Michel Haguenauer

Personal information
- Nationality: France
- Born: 22 January 1916
- Died: 25 August 2000 (aged 84)

Medal record
Representing France
World Table Tennis Championships
| Bronze medal – third place | 1936 | Men's team |
| Bronze medal – third place | 1939 | Men's doubles |
| Bronze medal – third place | 1947 | Men's team |
| Silver medal – second place | 1948 | Men's team |
| Bronze medal – third place | 1950 | Men's team |
| Bronze medal – third place | 1953 | Men's team |
| Silver medal – second place | 1954 | Men's doubles |

= Michel Haguenauer =

French table tennis player (1916–2000)

Michel Haguenauer (1916–2000), was a male French international table tennis player.
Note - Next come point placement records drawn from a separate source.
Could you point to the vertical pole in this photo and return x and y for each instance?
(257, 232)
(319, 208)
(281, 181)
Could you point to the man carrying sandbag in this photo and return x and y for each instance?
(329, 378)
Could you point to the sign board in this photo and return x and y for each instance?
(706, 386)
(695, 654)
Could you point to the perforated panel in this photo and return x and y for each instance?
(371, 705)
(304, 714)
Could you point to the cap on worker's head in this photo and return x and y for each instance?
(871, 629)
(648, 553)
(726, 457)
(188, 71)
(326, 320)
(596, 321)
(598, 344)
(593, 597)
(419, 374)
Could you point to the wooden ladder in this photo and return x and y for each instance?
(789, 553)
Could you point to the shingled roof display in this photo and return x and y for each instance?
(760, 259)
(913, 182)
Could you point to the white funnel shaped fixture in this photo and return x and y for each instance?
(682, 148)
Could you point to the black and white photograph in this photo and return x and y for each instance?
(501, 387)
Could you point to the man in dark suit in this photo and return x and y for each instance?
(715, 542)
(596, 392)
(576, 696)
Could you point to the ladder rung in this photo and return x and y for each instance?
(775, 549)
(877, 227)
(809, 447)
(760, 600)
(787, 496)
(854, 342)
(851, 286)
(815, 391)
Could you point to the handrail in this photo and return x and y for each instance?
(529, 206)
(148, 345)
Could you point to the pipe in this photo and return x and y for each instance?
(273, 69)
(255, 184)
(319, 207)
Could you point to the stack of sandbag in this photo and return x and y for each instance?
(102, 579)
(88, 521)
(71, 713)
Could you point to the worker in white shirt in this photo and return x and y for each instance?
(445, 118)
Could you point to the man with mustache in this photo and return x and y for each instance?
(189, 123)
He won a five medals in the team event at the World Table Tennis Championships. In addition he won a bronze medal at the 1939 World Table Tennis Championships in the men's doubles with Raoul Bedoc and in 1954 he won a silver medal at the 1936 World Table Tennis Championships in the men's doubles with the legendary Viktor Barna.

He won 22 French national titles including eight singles events between 1933 and 1950. He famously played in a match against Marin Vasile-Goldberger that lasted 7 hours 35 minutes before the match was stopped.

He was elected "glory of French sport", and his name is engraved at the Stade Pierre de Coubertin (Paris).